Loricaria spinulifera
- Conservation status: Least Concern (IUCN 3.1)

Scientific classification
- Kingdom: Animalia
- Phylum: Chordata
- Class: Actinopterygii
- Order: Siluriformes
- Family: Loricariidae
- Genus: Loricaria
- Species: L. spinulifera
- Binomial name: Loricaria spinulifera Thomas & Rapp Py-Daniel, 2008

= Loricaria spinulifera =

- Authority: Thomas & Rapp Py-Daniel, 2008
- Conservation status: LC

Species of catfish

Loricaria spinulifera is a species of freshwater ray-finned fish belonging to the family Loricariidae, the suckermouth armored catfishes, and the subfamily Loricariinae, the mailed catfishes. This catfish is endemic to Brazil where it occurs in the occurs in the Rio Negro, the lower Rio Branco River and the Rio Jauaperi in the states of Amazonas and Roraima. It is typically seen in deep channels of blackwater rivers, where it is usually found at depths of 1.5 to 28 m and distances of 10 to 750 m from the shoreline. The environments in which the species occurs are characterized by substrates composed of sand, mud, and organic debris. Individuals of the species collected from deeper water tend to have smaller eyes and less prominent patterning than those collected from shallower areas.
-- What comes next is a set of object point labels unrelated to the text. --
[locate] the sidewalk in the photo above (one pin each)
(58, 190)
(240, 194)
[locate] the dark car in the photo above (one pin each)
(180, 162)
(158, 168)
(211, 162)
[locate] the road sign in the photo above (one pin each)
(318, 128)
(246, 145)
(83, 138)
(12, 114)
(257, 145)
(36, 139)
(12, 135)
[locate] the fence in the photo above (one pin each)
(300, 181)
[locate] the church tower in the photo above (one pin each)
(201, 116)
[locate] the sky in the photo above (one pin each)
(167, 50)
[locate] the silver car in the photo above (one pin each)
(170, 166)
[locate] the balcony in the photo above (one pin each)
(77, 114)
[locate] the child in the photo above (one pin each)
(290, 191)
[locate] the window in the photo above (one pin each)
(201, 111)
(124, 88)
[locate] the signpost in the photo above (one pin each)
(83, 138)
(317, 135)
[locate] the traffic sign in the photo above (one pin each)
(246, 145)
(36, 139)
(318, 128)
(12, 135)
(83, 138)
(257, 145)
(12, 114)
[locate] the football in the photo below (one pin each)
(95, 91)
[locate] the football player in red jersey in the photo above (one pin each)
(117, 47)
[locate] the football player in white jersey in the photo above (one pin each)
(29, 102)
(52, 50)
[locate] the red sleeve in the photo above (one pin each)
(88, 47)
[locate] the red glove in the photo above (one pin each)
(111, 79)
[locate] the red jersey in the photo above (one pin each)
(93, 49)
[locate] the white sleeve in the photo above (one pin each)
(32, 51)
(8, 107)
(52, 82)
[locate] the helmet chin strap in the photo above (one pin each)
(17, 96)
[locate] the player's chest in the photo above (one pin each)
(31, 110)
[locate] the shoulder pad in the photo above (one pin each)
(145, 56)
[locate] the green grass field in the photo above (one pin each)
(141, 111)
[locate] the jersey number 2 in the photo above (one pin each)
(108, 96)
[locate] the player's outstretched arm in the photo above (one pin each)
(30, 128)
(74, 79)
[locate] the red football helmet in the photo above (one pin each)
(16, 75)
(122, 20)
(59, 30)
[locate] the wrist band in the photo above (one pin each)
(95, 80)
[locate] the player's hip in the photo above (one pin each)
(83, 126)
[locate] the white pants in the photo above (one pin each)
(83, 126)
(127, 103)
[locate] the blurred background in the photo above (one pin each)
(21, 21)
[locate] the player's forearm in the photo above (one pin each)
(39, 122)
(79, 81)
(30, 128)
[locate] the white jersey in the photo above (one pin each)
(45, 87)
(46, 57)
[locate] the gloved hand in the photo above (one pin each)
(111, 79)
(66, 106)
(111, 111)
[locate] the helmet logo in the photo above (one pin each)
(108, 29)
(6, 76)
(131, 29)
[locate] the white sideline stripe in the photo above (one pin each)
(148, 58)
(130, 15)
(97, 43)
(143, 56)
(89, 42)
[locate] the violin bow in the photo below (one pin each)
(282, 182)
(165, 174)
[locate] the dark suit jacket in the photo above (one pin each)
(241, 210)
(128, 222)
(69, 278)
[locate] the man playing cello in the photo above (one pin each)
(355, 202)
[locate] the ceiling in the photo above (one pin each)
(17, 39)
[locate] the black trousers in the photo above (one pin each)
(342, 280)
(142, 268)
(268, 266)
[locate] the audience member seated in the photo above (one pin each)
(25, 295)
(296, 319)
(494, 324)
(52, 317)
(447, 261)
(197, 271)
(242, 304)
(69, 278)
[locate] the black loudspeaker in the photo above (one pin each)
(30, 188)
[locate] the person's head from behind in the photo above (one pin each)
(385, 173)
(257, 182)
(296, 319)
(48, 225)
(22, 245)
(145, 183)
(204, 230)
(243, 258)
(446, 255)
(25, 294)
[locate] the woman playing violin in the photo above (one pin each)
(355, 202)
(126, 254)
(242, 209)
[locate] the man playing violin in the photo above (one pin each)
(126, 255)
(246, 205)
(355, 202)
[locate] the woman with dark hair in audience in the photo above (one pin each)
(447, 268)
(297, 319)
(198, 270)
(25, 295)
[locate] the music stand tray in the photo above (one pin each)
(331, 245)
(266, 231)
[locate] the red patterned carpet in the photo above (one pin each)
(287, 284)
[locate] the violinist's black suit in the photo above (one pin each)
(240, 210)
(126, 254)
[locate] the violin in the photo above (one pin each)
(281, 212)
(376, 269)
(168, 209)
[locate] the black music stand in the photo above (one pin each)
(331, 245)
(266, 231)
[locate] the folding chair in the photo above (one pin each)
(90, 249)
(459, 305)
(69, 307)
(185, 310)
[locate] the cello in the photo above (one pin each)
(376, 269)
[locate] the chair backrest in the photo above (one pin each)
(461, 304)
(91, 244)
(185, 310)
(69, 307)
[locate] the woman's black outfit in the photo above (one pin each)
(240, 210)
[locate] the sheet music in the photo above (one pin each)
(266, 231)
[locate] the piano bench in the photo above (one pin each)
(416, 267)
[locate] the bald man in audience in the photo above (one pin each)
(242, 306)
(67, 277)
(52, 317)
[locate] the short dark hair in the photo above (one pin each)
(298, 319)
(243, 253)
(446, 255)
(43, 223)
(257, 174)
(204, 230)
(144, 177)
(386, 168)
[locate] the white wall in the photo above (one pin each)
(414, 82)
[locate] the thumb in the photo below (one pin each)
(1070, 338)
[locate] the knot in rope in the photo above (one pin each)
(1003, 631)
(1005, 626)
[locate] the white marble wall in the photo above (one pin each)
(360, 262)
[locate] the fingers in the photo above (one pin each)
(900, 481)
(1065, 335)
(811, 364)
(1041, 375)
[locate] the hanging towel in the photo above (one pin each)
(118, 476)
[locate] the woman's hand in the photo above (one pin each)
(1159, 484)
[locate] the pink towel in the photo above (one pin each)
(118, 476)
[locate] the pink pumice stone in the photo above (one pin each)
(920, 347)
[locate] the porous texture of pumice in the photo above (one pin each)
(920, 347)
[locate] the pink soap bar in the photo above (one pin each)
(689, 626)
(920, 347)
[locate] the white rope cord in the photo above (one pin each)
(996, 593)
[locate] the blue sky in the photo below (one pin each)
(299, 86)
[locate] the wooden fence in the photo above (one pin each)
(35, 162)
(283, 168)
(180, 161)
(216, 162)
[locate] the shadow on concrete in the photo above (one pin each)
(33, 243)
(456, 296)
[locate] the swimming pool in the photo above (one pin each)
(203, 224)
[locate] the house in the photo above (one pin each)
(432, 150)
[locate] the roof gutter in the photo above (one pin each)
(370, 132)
An analysis of the stomach contents of a single individual found evidence of feeding on aquatic insect larvae, as well as sand and detritus. The species reaches 13.8 cm in standard length and is believed to be a facultative air-breather. Its specific name, spinulifera, is derived from Latin and means "spine-bearing", referring to the conspicuous thornlike odontodes found on its head.